Yilu Ma of Interpreter Services, Brian Conley of Spiritual Care Services, and June Skuza, MEd, RD, and Kathy McManus, MS,RD, of Nutrition
Brigham and Women’s Hospital is world-renowned for its innovative, comprehensive patient care and cutting-edge research. It is also well-known for preparing the next generation of practitioners including future dietitians, chaplains, interpreters and other members of the care team.
In the past year, 37 chaplaincy interns and residents have completed a Clinical Pastoral Education (CPE) program within the Spiritual Care Services Department, providing 18,000 hours of service. As a program accredited by the Association for Clinical Pastoral Education (ACPE), the internship provides a multi-faith, multi-cultural educational experience designed to improve the quality of pastoral care offered by all spiritual caregivers.
Chaplaincy students at BWH represent a broad spectrum of faith traditions and cultures, including Buddhist, Greek Orthodox, Hindu, Jewish, Protestant, Pentecostal, Roman Catholic and Unitarian Universalist students.
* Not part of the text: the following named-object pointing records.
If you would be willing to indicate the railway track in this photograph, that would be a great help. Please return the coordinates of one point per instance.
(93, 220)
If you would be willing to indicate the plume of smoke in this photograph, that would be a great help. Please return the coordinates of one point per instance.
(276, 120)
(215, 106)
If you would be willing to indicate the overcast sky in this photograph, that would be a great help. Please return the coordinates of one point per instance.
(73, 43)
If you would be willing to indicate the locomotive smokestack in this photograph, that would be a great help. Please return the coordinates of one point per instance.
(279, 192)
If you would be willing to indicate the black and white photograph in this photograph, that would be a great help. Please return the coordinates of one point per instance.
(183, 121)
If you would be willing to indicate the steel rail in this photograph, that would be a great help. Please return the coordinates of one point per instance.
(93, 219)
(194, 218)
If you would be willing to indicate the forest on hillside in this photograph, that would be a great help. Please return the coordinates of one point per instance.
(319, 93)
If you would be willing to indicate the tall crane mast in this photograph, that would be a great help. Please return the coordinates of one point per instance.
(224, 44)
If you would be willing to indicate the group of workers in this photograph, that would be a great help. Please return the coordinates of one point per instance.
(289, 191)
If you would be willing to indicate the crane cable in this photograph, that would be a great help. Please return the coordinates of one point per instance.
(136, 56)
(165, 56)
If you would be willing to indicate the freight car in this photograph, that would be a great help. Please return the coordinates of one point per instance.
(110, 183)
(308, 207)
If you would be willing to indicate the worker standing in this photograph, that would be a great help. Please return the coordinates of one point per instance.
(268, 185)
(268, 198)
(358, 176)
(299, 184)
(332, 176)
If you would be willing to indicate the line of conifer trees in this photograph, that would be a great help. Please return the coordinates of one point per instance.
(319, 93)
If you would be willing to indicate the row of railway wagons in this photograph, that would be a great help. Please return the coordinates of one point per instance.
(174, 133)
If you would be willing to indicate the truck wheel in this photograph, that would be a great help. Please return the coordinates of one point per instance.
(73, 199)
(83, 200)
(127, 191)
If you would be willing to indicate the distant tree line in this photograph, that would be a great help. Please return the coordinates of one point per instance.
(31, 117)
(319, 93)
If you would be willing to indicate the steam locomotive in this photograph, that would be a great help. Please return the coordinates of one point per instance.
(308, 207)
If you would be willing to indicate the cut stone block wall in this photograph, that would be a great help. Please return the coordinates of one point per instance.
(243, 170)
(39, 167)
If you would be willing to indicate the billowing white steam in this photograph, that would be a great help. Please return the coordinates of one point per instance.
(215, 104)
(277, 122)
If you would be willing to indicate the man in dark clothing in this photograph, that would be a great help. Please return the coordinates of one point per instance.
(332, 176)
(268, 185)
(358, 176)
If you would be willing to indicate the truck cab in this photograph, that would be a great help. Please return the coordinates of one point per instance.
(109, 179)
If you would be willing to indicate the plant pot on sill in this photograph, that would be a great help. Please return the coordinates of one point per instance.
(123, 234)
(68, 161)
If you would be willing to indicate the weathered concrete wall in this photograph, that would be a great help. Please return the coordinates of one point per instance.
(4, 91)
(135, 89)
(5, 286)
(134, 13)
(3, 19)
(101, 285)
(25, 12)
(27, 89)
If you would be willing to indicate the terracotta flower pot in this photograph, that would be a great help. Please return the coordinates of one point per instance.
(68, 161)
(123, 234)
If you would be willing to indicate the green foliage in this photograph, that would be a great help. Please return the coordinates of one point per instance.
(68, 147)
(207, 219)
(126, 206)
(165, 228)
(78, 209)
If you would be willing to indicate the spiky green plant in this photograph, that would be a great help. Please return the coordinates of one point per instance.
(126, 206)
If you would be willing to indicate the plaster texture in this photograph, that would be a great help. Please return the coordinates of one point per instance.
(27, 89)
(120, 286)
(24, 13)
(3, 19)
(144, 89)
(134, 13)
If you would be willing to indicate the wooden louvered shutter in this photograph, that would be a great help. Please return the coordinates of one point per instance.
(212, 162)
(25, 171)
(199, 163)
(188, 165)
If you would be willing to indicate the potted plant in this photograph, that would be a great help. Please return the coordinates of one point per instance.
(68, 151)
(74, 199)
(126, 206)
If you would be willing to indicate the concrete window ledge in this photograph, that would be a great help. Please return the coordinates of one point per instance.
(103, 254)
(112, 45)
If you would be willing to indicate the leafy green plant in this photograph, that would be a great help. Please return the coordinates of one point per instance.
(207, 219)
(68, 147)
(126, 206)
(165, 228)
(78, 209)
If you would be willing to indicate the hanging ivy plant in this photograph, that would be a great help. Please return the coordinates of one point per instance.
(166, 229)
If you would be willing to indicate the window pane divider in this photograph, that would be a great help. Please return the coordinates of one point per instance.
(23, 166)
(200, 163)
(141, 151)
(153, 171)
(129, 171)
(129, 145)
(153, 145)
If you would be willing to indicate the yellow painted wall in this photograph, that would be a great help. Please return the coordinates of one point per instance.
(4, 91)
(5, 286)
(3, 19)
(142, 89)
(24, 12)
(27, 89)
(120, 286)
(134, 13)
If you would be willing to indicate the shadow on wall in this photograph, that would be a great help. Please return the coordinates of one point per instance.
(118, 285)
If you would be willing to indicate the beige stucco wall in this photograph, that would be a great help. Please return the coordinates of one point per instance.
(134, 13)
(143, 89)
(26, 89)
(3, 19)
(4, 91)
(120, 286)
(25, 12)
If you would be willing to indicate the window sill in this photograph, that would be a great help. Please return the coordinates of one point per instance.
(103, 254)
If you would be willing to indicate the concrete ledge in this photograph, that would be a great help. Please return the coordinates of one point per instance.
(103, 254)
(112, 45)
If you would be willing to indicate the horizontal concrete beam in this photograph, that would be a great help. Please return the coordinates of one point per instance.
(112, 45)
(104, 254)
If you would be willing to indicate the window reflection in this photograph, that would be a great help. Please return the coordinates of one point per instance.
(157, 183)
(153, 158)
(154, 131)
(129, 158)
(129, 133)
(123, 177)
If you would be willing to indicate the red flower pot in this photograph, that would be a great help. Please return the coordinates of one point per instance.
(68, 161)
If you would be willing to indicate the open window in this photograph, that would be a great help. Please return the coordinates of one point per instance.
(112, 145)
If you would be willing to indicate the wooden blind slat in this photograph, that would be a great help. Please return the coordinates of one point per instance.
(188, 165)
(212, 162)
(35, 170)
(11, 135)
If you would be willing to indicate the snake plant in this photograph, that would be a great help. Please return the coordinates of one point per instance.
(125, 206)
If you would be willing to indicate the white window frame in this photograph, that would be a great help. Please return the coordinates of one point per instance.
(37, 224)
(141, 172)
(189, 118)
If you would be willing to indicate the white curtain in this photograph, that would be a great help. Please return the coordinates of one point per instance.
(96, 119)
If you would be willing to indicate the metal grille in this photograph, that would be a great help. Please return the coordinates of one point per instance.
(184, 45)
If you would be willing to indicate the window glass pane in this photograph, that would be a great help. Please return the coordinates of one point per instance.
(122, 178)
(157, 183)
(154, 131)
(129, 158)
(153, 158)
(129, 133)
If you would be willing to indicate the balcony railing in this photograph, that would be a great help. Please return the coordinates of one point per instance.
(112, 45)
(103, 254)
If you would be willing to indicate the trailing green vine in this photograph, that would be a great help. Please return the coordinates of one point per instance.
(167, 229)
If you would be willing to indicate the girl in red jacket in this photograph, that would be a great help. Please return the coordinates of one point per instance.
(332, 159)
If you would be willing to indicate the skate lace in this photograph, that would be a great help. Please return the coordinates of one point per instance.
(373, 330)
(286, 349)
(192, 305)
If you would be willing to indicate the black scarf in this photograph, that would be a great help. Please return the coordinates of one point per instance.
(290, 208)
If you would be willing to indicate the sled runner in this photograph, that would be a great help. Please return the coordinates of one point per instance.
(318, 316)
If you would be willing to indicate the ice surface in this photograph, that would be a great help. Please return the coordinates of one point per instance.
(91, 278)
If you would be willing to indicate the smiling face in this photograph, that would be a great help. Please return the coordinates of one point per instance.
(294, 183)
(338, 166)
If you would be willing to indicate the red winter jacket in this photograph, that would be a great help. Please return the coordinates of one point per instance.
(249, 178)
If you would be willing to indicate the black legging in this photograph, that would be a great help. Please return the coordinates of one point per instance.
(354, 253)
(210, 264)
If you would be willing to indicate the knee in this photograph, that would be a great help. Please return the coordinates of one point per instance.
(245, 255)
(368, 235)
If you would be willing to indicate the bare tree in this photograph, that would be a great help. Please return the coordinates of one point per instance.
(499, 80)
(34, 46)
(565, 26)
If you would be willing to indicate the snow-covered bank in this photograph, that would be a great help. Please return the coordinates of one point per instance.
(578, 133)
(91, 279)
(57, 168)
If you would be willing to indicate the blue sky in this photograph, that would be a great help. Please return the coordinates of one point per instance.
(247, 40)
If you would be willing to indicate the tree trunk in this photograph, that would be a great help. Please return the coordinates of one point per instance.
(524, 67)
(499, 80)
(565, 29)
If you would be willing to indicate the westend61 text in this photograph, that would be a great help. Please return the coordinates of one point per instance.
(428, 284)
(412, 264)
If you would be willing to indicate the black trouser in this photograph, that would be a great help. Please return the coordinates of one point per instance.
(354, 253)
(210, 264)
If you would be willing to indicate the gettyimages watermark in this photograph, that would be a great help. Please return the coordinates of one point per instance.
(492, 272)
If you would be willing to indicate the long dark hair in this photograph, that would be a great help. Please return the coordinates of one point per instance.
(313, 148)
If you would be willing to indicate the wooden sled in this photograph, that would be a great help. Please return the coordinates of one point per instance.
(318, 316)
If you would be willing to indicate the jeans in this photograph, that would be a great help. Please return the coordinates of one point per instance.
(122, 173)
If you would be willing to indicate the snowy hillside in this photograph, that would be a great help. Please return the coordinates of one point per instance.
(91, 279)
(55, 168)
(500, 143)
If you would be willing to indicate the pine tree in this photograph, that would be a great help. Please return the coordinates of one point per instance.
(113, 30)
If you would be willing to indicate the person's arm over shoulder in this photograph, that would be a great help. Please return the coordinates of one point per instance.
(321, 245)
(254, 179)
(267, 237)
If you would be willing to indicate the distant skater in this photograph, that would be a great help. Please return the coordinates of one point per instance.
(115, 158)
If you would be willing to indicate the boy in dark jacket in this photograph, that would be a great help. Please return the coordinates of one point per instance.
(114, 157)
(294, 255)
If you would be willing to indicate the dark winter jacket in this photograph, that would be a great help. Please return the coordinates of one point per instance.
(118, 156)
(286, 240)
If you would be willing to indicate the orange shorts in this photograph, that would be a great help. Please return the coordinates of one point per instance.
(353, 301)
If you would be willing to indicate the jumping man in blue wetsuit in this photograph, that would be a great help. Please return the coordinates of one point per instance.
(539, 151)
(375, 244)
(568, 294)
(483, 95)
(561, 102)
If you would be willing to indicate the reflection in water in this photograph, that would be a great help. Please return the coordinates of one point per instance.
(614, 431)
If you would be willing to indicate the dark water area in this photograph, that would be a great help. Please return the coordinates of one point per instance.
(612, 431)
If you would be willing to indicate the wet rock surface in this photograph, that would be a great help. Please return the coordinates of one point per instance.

These students come from all over the U.S., as well as Germany, Haiti and Mexico.
The internship curriculum includes structured reviews of patient visits, open process groups, didactic presentations and study of other cultures and religious perspectives, as well as reflections on one’s own beliefs, family history and experiences of faith.
“The CPE program at BWH offers a structure to experience, reflect, and integrate learning and self-awareness,” said chaplain Katie Dalton, who has completed four units of CPE at BWH. “It taught me how to use my strengths and enabled me to follow a career path that has deep meaning.”
The dietetic internship at BWH is 102 years in the making, with its first student arriving in 1913. Since then, more than 1,000 interns have graduated and gone on to pursue fulfilling careers in the field.
The 11-month clinically focused program is designed to provide a strong theoretical knowledge base with exceptional practical experiences in acute care clinical nutrition, outpatient nutrition services, community nutrition, food service management and research in the field of nutrition. Last year, the program accepted 12 students from more than 140 candidates from across the country.
BWH registered dietitians, who are known for providing the highest-quality, evidence-based clinical nutrition management of patients, serve as preceptors to dietetic interns, striving to challenge and support them throughout the program.
With its close proximity to Harvard Medical School, Harvard School of Public Health, Boston Children’s Hospital and Dana Farber Cancer Institute, BWH provides interns with opportunities to attend lectures, rounds, clinics and conferences conducted by leaders in their fields.
“After completing the internship, our graduates are extremely well prepared for a career in dietetics,” said Kathy McManus, MS, RD, director of the Department of Nutrition. “We are very proud of our students, who become trail blazers in the field.”
Over the past 10 years, several hundred students have completed their interpreter internships at BWH.
Ashley Tarnauskas, a student of the Boston University Interpreter Training Program and BWH intern, has been meticulously coached and mentored by Marta Solis, training coordinator in Interpreter Services.
Solis and others have supervised Tarnauskas while she interprets for patients in the ED, Operating Rooms, inpatient floors and ambulatory areas, providing encouragement and feedback every step of the way during her required 40 hours of practice.
“My experience has been incredibly valuable,” said Tarnauskas. “I’ve had the opportunity to witness how a professional interpreter works and use what I learned in the classroom to help patients.”
BWH has established academic partnerships with Boston University and Cambridge College to prepare the next generation of medical interpreters to serve the local and worldwide community.
“As a teaching hospital, we train students and at the same time, we learn from them,” said Solis. “It’s mutually beneficial.”